George Washington Papers

To George Washington from Richard Butler, 30 November 1787

From Richard Butler

Carlisle [Pa.] 30th Novr 1787

Excellent Sir

To know at any time that it is your Excellencys wish that any thing within my power should be done, will always be a Sufficient motive with me to do it. But when you were pleased to inform me that it had been required by the August Empress Sovereign of all the Russias, Through the medium of that Excellent Character the Right Honorable Major General The Marquis de La Fayette, it was an additional excitement to the completion of this work, And I only regret the difficulty of Obtaining more, which if wished for must be the work of time there being so few of our people or Uropeans Among the Indian tribes who have perseverence and understand a Sufficiency of their own tongue to be able to Translate the Indian into it—Should this be an Object of future Attention nothing will give me greater pleasure than to add my endeavours to its promotion.

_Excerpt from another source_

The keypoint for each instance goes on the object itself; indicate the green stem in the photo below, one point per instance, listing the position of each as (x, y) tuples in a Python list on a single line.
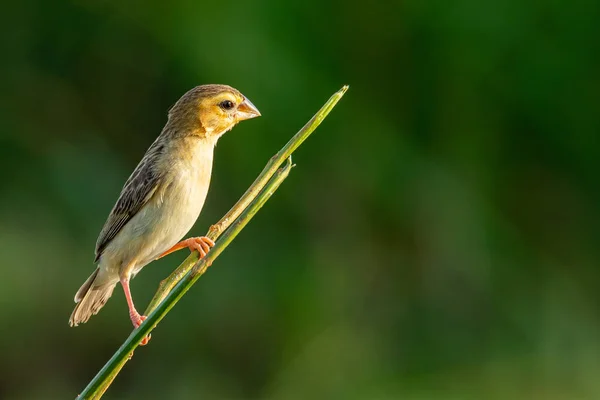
[(97, 386), (215, 230), (174, 286)]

With the greatest Respect I have the Sattisfaction to transmit this to your hand, and to Assure your Excellency That I am at all times and all places, Your Excellencys most Obedient Hbl. St

Richd Butler

ALS, DLC:GW. This letter is bound with: (1) Shawnee and Delaware Indian vocabularies, or word lists, running to forty pages in all, prepared by Butler, along with a copy of a two-page Cherokee and Choctaw vocabulary prepared by Benjamin Hawkins (see Enclosure I); and (2) an abstract of a letter from Butler to GW containing his observations on the life and culture of the Ohio Valley Indians (printed as Enclosure II). These bound manuscript pages are encased in a wallpaper cover. A notation by Jared Sparks indicates that the manuscripts, bound in this fashion, were a part of GW’s papers when he examined them early in the nineteenth century. The letter printed here is inserted after the seventh page of Butler’s vocabulary (see source note, Enclosure I). Butler also at this time returned to GW the printed vocabulary that Lafayette had sent to have the Indian words inserted.

Lafayette wrote GW the year before on 10 Feb. 1786, that he was enclosing “a Vocabulary which the Empress of Russia Has Requested me to Have filled up with indian Names as she has ordered an Universal dictionary to be made of all languages—it would greatly oblige Her to collect the words she sends translated into the several idioms of the Nations on the Banks of the Oyho.” GW replied on 10 May 1786 that he would do his best to have Catherine’s vocabulary “compleated” but warned that she must be patient, for “the Indian tribes on the Ohio are numerous, dispersed & distant from those who are most likely to do the business properly.”

On 20 Aug. 1786 GW wrote to Thomas Hutchins, the geographer of the United States, who was supervising the survey of the Ohio territory for Congress. He sent to Hutchins Lafayette’s letter of 10 Feb. with “a specimen of the vocabulary” and urged him to “extend the vocabulary as far as, with the aid of your friends, you conveniently can.” Presumably the “specimen” was Lafayette’s list of words, and by asking him to “extend the vocabulary” GW apparently meant that Hutchins should include as many tribal languages or dialects as he could. Hutchins wrote in reply on 8 Nov. 1786 that he would try to “make the Vocabulary as extensive and perfect” as possible.

Before receiving Hutchins’s reply, having learned that the Indian agent Richard Butler (1743–1791) had been made superintendent of Indian affairs for the northern department, GW wrote to Butler, on 27 Nov. 1786, to request him “also” to assist with the Indian vocabulary. “If Capt. Hutchins is on the Ohio,” he told Butler, “he will shew you the paper which was transmitted to me by the Marquis, and which I forwarded to him. If he is not, it may be sufficient to inform you that it was no more than to insert English words & the name of things in one column—& the Indian therefor [thereof] in others on the same line, under the different heads of Delaware, Shawnees, Wiendots &c. &c.” In his introduction to the Shawnee-Delaware vocabulary (see Enclosure I), Butler speaks of “the words which were sent me to be translated,” indicating that he received from Hutchins Lafayette’s list of English words for which Indian equivalents were to be supplied. (On 3 April 1788 GW responded to a letter from Butler dated 13 Mar., which has not been found: “My not acknowledging the reception of the printed Vocabulary must have been an omission, for it came safely to hand with the manuscript one.”) On 10 Jan. 1788 GW sent to Lafayette the Indian vocabulary that Butler enclosed in this letter, the vocabulary treated here in Enclosure I being a copy of the one sent to Lafayette or possibly Butler’s expanded version of it.

GW at the same time sent Lafayette “a shorter specimen of the language of the Southern Indians” prepared by Benjamin Hawkins (see the note for Enclosure I) and “The Delaware Indian & English spelling Book by Mr [David] Zeisberger.”

Hutchins failed to send his vocabulary to GW before his death in April 1789 (see George Morgan to GW, 1 Sept. 1789).